The initial purchases of the Fund’s units by a director of the Manager are as follows:
Units Consideration ($) Price per Unit ($)
Class A Units 1 10.00 10.00
Class T Units 1 10.00 10.00
7. Related Party Transactions
As at ●, 2016, a director of the Manager held all of the issued and outstanding units of the Fund.
The Fund will pay to the Manager an annual management fee equal to 1.0% per annum of the NAV of the Class T Units and 2.0% per annum of the NAV of the Class A Units, as applicable, accrued and calculated daily and payable monthly in arrears, plus applicable taxes.
8. Agency Agreement
The Fund has engaged BMO Nesbitt Burns Inc., CIBC World Markets Inc., National Bank Financial Inc., Scotia Capital Inc., Canaccord Genuity Corp., GMP Securities L.P., Raymond James Ltd., Desjardins Securities Inc., Global Securities Corporation, Industrial Alliance Securities Inc., Laurentian Bank Securities Inc., Mackie Research Capital Corporation, Manulife Securities Incorporated and PI Financial Corp. (collectively, the “Agents”) as agents to offer (the “Offering”) Units for sale to the public pursuant to a prospectus dated ●, 2016 and pursuant to which the Fund has agreed to create, issue and sell a minimum of 1,000,000 Units at $10.00 per Class T Unit and Class A Unit. Prospective purchasers may purchase the Units by cash payment only.

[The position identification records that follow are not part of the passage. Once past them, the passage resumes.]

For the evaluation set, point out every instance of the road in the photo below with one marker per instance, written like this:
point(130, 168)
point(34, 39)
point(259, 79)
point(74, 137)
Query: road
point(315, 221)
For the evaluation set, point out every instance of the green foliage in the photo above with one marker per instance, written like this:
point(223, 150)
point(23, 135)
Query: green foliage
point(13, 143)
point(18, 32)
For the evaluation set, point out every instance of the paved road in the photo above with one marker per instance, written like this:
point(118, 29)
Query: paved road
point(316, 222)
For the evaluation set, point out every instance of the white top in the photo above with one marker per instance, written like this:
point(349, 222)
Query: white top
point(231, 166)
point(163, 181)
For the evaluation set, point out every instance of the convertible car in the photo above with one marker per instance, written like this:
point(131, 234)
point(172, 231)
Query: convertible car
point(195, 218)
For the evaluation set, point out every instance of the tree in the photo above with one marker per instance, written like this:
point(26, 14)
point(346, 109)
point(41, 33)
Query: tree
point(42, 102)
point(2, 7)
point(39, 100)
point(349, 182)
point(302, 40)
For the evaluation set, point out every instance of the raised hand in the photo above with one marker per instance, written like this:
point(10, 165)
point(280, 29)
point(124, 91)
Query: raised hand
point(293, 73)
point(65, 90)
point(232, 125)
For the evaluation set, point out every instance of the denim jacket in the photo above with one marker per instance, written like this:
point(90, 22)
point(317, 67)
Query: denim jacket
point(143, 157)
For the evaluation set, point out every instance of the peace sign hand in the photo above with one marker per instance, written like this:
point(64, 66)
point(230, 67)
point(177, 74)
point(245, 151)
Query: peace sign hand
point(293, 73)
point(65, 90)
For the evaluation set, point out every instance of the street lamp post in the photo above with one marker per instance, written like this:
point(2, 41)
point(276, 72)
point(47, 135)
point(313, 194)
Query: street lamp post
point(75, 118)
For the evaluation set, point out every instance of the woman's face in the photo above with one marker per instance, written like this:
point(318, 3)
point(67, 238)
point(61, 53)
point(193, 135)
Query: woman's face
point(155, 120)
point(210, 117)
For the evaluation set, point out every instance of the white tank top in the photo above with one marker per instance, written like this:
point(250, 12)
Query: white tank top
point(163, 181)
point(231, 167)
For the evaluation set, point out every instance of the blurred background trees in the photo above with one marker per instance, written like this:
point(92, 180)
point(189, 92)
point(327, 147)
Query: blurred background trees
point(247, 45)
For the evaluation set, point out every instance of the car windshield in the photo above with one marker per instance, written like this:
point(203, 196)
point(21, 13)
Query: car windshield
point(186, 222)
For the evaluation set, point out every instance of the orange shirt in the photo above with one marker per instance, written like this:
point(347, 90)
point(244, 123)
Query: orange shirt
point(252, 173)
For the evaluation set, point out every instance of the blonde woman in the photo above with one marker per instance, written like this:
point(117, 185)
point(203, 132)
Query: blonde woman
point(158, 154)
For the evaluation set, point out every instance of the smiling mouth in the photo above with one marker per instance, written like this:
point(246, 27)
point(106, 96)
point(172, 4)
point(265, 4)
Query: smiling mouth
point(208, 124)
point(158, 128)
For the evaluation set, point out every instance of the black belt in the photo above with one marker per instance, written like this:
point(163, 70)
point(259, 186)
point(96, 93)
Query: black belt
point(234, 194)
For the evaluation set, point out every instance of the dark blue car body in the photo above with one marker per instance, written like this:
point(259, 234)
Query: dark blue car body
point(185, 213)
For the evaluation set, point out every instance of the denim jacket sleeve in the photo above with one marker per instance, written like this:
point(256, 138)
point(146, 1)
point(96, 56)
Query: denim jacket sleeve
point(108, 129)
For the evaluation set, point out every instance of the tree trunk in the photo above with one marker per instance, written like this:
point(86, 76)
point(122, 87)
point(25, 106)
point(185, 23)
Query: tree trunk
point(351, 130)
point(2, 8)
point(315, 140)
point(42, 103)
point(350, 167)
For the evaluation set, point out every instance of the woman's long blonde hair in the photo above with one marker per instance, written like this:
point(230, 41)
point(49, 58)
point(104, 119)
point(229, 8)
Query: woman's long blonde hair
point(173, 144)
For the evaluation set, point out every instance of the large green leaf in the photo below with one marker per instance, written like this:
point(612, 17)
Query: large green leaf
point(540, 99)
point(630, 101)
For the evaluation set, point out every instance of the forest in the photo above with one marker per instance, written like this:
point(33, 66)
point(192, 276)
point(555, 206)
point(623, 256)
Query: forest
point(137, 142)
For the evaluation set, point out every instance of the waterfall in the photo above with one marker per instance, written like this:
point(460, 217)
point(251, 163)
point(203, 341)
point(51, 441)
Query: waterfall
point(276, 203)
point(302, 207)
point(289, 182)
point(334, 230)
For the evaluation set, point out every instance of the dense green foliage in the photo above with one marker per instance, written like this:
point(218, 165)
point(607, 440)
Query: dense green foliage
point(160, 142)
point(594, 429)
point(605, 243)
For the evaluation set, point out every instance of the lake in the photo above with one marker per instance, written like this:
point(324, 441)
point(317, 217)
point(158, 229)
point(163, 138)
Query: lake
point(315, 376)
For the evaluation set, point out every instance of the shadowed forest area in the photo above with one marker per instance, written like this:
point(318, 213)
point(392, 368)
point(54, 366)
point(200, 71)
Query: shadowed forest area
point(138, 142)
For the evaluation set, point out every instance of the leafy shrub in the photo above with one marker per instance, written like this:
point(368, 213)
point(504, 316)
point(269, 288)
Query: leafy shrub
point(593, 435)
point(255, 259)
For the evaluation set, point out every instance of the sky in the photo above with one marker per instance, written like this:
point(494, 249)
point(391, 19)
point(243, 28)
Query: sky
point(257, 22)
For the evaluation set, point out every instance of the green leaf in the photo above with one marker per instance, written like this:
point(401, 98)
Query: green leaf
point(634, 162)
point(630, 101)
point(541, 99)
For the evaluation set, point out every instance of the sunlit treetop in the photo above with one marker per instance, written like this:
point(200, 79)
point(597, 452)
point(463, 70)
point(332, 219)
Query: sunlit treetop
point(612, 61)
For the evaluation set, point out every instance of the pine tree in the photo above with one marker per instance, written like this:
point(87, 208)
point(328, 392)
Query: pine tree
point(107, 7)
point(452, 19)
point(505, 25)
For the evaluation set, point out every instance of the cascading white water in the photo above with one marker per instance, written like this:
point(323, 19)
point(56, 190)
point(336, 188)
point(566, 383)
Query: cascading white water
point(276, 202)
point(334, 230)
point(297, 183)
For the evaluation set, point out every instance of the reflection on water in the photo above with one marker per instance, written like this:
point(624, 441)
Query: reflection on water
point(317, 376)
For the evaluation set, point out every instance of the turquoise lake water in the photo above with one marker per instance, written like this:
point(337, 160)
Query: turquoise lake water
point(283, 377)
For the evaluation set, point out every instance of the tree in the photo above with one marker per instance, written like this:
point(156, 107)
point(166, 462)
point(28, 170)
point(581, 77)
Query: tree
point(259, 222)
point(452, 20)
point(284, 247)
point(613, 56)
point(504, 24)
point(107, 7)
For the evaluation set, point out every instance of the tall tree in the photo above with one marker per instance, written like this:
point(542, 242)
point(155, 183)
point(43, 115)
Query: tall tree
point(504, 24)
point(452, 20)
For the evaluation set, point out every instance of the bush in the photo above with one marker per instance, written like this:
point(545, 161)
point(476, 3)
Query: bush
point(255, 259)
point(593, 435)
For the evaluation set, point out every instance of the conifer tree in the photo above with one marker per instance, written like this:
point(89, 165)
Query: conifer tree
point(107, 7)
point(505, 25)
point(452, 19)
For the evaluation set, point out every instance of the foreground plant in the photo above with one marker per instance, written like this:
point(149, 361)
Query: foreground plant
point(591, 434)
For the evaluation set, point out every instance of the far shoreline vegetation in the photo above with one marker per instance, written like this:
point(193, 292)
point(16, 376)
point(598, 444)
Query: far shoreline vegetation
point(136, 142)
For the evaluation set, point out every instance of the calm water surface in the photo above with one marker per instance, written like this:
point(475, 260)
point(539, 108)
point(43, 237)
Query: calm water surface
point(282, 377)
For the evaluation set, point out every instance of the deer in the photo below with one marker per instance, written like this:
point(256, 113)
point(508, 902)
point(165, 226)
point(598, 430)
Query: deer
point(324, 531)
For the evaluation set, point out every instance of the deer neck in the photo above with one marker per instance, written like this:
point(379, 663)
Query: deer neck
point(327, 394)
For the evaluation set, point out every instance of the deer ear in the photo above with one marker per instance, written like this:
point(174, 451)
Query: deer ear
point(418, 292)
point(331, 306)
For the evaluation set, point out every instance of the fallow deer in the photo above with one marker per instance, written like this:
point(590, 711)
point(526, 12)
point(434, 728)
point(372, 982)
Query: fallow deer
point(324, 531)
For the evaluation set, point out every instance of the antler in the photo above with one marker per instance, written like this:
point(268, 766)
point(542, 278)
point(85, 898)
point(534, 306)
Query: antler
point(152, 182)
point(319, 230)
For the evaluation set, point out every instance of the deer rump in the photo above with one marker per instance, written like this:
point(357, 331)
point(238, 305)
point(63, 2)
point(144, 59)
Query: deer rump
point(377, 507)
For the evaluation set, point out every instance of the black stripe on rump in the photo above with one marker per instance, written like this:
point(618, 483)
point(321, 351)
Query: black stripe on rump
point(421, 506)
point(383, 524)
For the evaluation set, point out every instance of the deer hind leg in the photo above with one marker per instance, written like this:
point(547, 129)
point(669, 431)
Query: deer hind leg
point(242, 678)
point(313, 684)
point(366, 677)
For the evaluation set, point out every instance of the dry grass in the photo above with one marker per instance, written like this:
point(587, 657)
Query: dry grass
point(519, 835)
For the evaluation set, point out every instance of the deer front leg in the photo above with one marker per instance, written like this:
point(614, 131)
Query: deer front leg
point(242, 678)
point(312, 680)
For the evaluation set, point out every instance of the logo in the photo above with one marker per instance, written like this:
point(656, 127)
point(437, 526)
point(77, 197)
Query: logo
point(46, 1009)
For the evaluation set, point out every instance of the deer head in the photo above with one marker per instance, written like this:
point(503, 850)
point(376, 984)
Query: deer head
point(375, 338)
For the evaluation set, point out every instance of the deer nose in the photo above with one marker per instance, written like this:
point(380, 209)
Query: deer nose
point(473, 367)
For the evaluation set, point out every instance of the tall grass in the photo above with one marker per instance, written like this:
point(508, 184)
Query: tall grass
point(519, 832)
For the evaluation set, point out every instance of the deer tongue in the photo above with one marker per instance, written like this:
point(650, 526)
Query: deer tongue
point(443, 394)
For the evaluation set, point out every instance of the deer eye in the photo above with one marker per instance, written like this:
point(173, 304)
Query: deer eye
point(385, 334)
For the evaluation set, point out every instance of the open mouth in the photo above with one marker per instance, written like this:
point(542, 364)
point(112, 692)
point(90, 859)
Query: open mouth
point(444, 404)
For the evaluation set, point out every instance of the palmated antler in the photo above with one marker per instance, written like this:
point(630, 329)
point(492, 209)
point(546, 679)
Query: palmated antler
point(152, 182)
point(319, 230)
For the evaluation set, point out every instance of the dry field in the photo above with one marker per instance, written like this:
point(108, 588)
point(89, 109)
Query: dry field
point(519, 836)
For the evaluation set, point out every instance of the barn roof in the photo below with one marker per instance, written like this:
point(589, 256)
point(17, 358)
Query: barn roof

The Fund will bear the expenses incurred in connection with the Offering subject to a maximum of 0.50% of the gross proceeds of the Offering.
The Manager will pay a fee equal to $0.20 per Class T Unit and $0.45 per Class A Unit to the Agents and the Agents will be reimbursed for out-of-pocket expenses incurred by them. In addition to the Agents’ fees, the Manager will pay all expenses of the Offering exceeding 0.50% of the gross proceeds of the Offering.